Pionnier dans ce secteur, le Groupe Marsans a su tirer partie des possibilités que lui offrait Barcelone comme point de liaison avec la France et les grandes capitales européennes.
En 1912 Marsans introduisit un nouveau système de paiement révolutionnaire dans ce secteur émergeant, les virements ou les chèques qui transitaient par la Banque Marsans et qui pouvaient être utiliser en dehors de l’Espagne.
Prenant le Franc comme référence puisque c’était la monnaie forte de l’époque, les chèques Marsans obtinrent très rapidement une très grande confiance.
Mais Marsansrof ne se contenta pas du tourisme réceptif et commença à organiser des voyages en dehors de l’Espagne dès 1913, à Paris et en Suisse.
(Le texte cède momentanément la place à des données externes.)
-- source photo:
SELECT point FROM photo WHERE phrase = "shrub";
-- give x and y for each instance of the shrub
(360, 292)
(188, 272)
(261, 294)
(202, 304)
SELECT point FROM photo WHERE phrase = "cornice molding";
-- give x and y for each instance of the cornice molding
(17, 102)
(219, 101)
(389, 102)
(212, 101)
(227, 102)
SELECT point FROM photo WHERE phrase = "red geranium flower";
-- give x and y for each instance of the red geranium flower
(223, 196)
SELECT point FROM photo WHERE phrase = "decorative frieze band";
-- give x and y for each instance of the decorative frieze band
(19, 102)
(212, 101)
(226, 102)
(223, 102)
Mais la Première Guerre Mondiale fut la première crise que dut affronter Marsans.
A partir de 1928, l’agence de voyages commence son aventure en solitaire avec Francisco de Asís Ripoll Fortuño comme Premier Président de Viajes Marsans, indépendamment du Groupe Bancaire.
Pendant les années 20 le groupe se consolida et gagna en notoriété après avoir organiser le tour du monde de l’écrivain espagnol Vicente Blasco Ibáñez en 1923 et le premier congrès européen de la Fédération Internationales de Agences de Voyages en 1928.
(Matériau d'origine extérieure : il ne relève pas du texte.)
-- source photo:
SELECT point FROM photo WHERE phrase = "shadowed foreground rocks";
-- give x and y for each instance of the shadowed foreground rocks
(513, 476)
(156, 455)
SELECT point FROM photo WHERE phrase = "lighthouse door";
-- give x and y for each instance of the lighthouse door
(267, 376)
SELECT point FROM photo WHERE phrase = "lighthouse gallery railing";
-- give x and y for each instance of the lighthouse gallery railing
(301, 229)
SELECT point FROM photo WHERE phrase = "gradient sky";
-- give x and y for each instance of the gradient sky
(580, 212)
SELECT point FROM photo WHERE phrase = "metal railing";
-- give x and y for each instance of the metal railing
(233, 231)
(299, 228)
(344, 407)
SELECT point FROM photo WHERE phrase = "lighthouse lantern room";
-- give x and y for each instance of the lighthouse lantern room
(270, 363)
Marsans gagna encore en importance grâce à l’Exposition Internationale de Barcelone et l’Exposition Hispano-américaine de Séville en 1929.
A cette époque les croisières et les trains étaient les modes de transport les plus utilisés pour voyager, le second étant bien sûr le plus important. Pour les voyages en train, Marsans décida de créer un billet « kilométrique » qui permettait de voyager à un prix inférieur au tarif habituel. Mais pour cela le voyageur devait être en possession d’une carte avec sa photo. Marsans installa donc des services de photographies dans ces agences dans le but de faciliter la vie de ses clients.
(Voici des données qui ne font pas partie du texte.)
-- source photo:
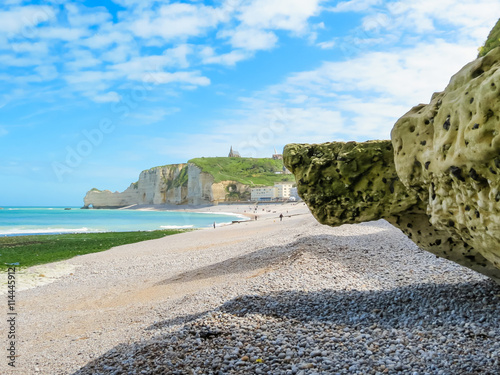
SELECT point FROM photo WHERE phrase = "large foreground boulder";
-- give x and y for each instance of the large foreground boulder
(438, 179)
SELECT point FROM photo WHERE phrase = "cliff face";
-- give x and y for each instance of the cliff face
(170, 184)
(438, 179)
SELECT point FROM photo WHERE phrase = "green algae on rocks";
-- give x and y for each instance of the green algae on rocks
(438, 179)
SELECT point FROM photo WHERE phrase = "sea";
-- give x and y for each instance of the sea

Puis Marsans réussit à obtenir la représentation d’American Express en Espagne, ce qui a favorisé l’arrivée de touristes fortunés venant des États-Unis.
Marsans était en pleine croissance avec 8 agences et 11 délégations quand arriva la Guerre Civile en 1936. La majeure partie de ses points de vente durent fermer et ses locaux de Barcelone et de Valence se transformèrent en librairies.
L’entreprise recommença ses activités de pratiquement zéro à la fin de la Guerre Civile, sans trésorerie ni demandes. A la même époque la Banque Marsans fut absorbée par le Banco Hispano Colonial qui entra dans le capital de Viajes Marsans.
Peu à peu, l’entreprise recommença à se développer et Viajes Marsans commença à employer les premières femmes dans ses agences. Mais rapidement la Seconde Guerre Mondiale freina l’expansion du groupe qui dut se concentrer sur le tourisme national.
En 1948, Viajes Marsans est acceptée par la IATA (Association de Transport Aérien International) qui lui permet de vendre directement des billets d’avion de toutes les compagnies aériennes associées.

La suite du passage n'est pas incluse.